Prosecutors plan to press criminal charges against a man shot by police during a chaotic scene inside a Brooklyn subway station on Sunday, according to a law enforcement source.
Derell Mickles could face charges of attempted assault and two counts of fare evasion, the source said.
What began as a stated attempt to enforce fare evasion at the Sutter Avenue L train station in Brownsville on Sunday ended in a bloody mess after police shot Mickles, two bystanders and a fellow police officer, according to NYPD officials.
The source said Mickles could be charged with two counts of fare evasion because he allegedly jumped the turnstile to enter the station, then circled back to exit the station and re-entered through the emergency exit. Two officers then followed Mickles up three flights of stairs to the subway platform, NYPD Chief of Department Jeffrey Maddrey said on Sunday.
Surveillance camera footage of the scene shows Mickles holding a knife as officers instructed him to drop it, according to the law enforcement source. Mickles verbally refused, and at one point threatened to kill the officers before challenging police to shoot him, Maddrey said.
Both officers tried to use a Taser on Mickles, but the attempts were “ineffective,” said Maddrey. Surveillance camera footage shows Mickles then “lunged” at one officer with a knife, according to the source, and that lunge is the reason for the attempted assault charge.
Both officers then shot at Mickles, striking him several times in the abdomen area, NYPD officials said. In the process, police also shot a 49-year-old man in the head, shot a fellow police officer in his chest, and grazed a 26-year-old woman.
The police officer, the woman and Mickles were in stable condition as of Tuesday afternoon, police said.
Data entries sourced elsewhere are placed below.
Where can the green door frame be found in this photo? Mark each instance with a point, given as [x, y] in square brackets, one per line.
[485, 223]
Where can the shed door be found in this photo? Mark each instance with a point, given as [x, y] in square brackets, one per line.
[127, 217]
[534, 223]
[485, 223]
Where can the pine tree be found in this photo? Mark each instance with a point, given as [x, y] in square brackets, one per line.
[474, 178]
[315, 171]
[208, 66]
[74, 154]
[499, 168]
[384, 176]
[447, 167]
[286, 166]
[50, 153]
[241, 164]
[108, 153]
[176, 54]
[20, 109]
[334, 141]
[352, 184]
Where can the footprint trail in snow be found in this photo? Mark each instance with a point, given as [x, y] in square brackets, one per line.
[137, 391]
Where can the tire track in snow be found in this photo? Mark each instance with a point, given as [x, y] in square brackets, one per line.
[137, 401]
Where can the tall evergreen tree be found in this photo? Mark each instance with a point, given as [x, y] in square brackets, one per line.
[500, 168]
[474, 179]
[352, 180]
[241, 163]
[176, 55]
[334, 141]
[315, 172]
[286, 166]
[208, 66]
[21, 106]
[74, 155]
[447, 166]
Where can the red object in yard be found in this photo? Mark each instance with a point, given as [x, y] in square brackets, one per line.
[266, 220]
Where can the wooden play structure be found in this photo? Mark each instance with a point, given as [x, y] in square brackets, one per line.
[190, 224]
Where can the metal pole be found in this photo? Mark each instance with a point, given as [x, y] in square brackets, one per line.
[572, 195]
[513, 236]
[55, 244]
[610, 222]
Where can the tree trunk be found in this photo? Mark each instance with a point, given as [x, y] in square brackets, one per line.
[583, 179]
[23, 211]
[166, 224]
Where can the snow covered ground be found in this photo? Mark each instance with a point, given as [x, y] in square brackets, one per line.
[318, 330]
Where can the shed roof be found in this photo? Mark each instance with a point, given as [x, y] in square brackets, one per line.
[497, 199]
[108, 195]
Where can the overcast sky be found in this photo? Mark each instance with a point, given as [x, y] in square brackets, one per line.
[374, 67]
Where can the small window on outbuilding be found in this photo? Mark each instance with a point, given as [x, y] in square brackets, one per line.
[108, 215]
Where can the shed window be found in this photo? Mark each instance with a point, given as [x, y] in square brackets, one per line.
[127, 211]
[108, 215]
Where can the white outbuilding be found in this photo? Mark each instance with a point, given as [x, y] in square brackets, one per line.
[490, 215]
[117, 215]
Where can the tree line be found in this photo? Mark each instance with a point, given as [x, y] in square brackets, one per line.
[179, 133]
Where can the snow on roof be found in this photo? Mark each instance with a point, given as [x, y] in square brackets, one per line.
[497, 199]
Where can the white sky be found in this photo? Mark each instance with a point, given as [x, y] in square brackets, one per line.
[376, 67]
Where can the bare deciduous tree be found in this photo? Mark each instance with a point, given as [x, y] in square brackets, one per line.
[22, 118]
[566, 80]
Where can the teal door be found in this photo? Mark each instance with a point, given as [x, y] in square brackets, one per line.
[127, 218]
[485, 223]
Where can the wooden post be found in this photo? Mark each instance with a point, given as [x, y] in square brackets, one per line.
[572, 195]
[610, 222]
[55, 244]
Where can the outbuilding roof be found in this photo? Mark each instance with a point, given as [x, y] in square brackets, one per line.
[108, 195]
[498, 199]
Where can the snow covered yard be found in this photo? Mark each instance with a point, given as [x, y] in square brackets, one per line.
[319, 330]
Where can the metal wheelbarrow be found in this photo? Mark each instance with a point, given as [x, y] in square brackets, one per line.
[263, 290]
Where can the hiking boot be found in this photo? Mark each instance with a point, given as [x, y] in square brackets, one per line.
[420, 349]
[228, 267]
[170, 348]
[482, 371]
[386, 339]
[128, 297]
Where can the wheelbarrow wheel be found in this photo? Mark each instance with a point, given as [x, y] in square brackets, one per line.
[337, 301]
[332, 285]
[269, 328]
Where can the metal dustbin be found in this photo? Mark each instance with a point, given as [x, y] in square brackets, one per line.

The man officers shot in the head was still in critical condition.
Mickles likely won’t face charges of criminal possession of a weapon because the knife he had was legal to carry, according to the law enforcement source.
Mickles has been in custody at a Brooklyn hospital since Sunday afternoon. His mother, Gloria Holloway, told Gothamist that police had not let her into her son’s hospital room as of Monday afternoon because he was in custody. Holloway said police did not tell her why she wasn’t allowed in the room. They also did not initially contact her after shooting her son, she said, and a Gothamist reporter ended up giving her the news.
The NYPD hasn’t said how many times the officers fired their guns during the incident. David LaFauci, who witnessed the shooting, told Gothamist he heard "probably about eight [or] nine shots" that afternoon.
Police officials on Monday said they were searching for a man who allegedly removed Mickles’ knife from the scene of the shooting. The NYPD first said they recovered Mickles’ knife from the scene and published a photo of the knife captured by an officer's body-worn camera. Officials later told Gothamist the knife police recovered was not the knife Mickles had when officers shot him. It was a different knife that someone reportedly left on the train amid the chaos, according to NYPD Deputy Commissioner of Public Information Tarik Sheppard.
Elected officials on Tuesday began calling on the NYPD to release body-worn camera footage of the shooting.
City Council Majority Whip Selvena Brooks-Powers and Public Safety Committee Chair Yusef Salaam released a joint statement about how the shooting raised “serious questions about the NYPD officers’ use of force and safety strategy within the public transit system.”
“It is critical that such an incident on our subway system is not repeated or normalized,” the councilmembers said.
The Council’s Progressive Caucus also called for the NYPD to release body-worn camera footage of the shooting.
“No one should ever be shot over a $2.90 subway fare,” the statement said. “[Sunday's] shooting represents a serious failure in judgment by the NYPD officers involved, and the mayor’s praise for their actions is deeply insulting to the millions of subway riders and workers across the five boroughs."
In a statement to Gothamist on Tuesday, an NYPD spokesperson said the incident went “beyond fare evasion.”
“When approached, the individual produced a knife, threatened the lives of police officers and put bystanders at risk,” the spokesperson said.
This story has been updated to clarify the headline.